5. A composição e a execução de uma verdadeira música sacra exigem preparação especial, quer artística quer espiritual-litúrgica. Neste momento não posso deixar de louvar todas aquelas iniciativas, que tendem seja a oferecer aos Compositores os auxílios, as sugestões e os instrumentos adequados, seja a dar aos Cantores a possibilidade de dedicarem parte do seu tempo a esta forma de expressão, qual é a música sacra.

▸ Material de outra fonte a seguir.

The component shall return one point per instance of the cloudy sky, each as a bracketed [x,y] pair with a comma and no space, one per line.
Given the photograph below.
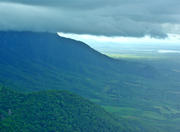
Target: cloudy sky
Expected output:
[128,18]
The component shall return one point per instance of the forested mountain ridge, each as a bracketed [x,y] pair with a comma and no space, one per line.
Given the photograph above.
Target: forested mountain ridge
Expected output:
[37,61]
[47,111]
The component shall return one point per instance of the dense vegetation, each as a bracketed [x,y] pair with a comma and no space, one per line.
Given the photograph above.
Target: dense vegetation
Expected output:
[50,111]
[142,96]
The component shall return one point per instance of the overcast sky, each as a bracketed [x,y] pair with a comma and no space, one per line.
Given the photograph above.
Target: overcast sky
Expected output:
[131,18]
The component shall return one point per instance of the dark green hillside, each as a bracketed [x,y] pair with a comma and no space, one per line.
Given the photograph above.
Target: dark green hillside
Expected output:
[52,111]
[39,61]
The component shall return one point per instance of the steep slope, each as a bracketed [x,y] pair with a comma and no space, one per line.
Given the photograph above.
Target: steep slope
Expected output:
[38,61]
[52,111]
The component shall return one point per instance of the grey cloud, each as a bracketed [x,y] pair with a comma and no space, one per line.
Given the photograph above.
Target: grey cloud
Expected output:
[100,17]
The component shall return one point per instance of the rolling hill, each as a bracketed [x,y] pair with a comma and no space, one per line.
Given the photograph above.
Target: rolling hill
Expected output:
[52,111]
[34,62]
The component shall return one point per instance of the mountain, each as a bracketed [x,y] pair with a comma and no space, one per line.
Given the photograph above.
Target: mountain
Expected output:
[34,62]
[50,111]
[37,61]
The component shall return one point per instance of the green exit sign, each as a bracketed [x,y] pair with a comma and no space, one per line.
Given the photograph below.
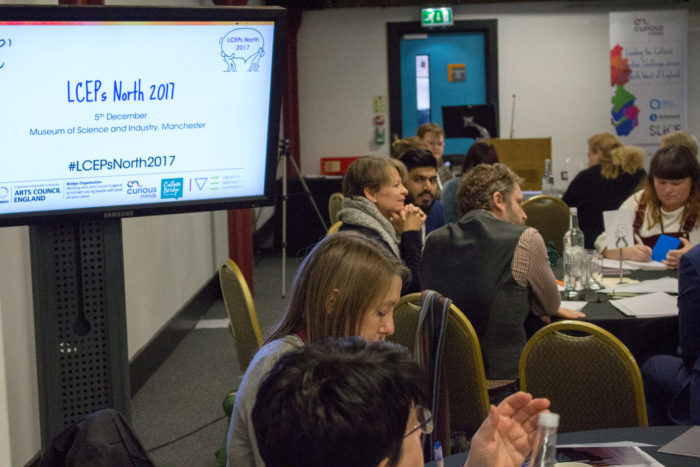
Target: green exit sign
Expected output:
[437,17]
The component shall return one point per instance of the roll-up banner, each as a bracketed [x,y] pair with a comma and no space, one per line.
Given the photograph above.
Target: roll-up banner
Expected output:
[648,76]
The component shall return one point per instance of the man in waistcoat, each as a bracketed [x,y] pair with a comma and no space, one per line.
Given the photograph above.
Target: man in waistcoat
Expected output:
[495,269]
[422,186]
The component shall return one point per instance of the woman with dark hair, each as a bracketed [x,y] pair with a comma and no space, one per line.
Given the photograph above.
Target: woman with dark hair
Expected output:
[346,286]
[481,152]
[668,205]
[375,206]
[615,172]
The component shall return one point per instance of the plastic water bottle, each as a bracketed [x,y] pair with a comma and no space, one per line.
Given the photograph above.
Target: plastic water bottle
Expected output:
[545,452]
[548,178]
[573,257]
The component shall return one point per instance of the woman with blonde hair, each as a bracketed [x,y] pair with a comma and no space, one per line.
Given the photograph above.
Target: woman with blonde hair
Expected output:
[374,205]
[346,286]
[682,138]
[668,205]
[614,173]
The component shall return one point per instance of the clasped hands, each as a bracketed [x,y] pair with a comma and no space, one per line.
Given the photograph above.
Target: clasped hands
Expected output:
[411,217]
[508,434]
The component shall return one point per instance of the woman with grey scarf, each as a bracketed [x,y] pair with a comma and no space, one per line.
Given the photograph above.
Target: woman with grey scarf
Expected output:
[374,206]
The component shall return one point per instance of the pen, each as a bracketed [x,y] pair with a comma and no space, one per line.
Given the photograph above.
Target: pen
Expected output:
[438,455]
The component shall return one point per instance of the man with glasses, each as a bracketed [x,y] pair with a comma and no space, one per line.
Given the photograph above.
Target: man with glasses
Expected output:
[422,186]
[496,271]
[348,402]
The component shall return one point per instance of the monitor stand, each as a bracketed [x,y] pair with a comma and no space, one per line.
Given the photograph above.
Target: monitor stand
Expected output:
[79,321]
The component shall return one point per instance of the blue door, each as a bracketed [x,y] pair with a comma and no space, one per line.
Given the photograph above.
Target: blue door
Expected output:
[441,69]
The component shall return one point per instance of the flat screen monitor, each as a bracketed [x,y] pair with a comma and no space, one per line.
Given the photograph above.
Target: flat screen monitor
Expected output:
[130,111]
[458,120]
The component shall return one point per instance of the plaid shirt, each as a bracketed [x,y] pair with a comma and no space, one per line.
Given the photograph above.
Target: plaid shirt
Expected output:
[531,269]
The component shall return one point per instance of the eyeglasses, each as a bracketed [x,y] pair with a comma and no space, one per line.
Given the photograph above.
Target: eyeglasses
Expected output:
[424,417]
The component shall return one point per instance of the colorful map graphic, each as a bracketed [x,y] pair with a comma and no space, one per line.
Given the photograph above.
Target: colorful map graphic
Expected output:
[624,112]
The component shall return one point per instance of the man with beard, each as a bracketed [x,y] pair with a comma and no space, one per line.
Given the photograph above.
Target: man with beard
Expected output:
[496,271]
[422,186]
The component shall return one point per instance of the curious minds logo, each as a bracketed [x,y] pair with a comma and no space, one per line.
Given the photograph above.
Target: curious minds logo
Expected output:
[642,25]
[171,188]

É necessário que na prática musical litúrgica da Igreja Latina seja valorizado o imenso património que a civilização, a cultura e a arte cristã produziram em tantos séculos; o possível acolhimento de formas e instrumentos típicos de outras civilizações e culturas deverá ser realizado com discernimento, dentro do pleno respeito pelo génio dos povos e com aquele são pluralismo, que é antes de tudo salvaguarda dos valores característicos de cada civilização e cultura; estas só deste modo poderão acolher e assimilar, provados por uma prudente e joeirada experiência, elementos de outra proveniência, que não as desnaturem mas enriqueçam (cf. Gaudium et Spes, 44; Ad Gentes divinitus, 22).

Irmãos e Irmãs caríssimas. Nesta solene celebração, que vos vê recolhidos em festa à volta do Papa, para agradecer ao Senhor os cem anos de vida da vossa Associação, digo-vos: Amai a "Associação italiana de Santa Cecília". Segui-a. Sustende-a. Continuai com renovado fervor na obra magnífica, que é ao mesmo tempo síntese de "arte" e de "fé". Mas precisamente porque a música "sacra" é expressão e manifestação de fé — da fé da Igreja e dos seus membros —, é necessário que no vosso comportamento de cristãos, a nível interior e a nível de testemunho exterior, haja perfeita sintonia, verdadeira coerência entre o vosso canto e a vossa vida. "Canta a Deus diz-nos Santo Agostinho — quem vive de Deus; salmodia ao Seu Nome quem trabalha pela Sua glória. Assim cantando, assim salmodiando, isto é, assim vivendo, assim trabalhando...preparai o caminho a Cristo, para que, mediante a obra dos evangelizadores, Lhe sejam abertos os corações dos fiéis" (Enarrat. in Ps. 67, 5; PL 36, 814 s.).

Se fordes autênticos cristãos, com o vosso canto sereis evangelizadores, isto é, mensageiros de Cristo no mundo contemporâneo. Amém!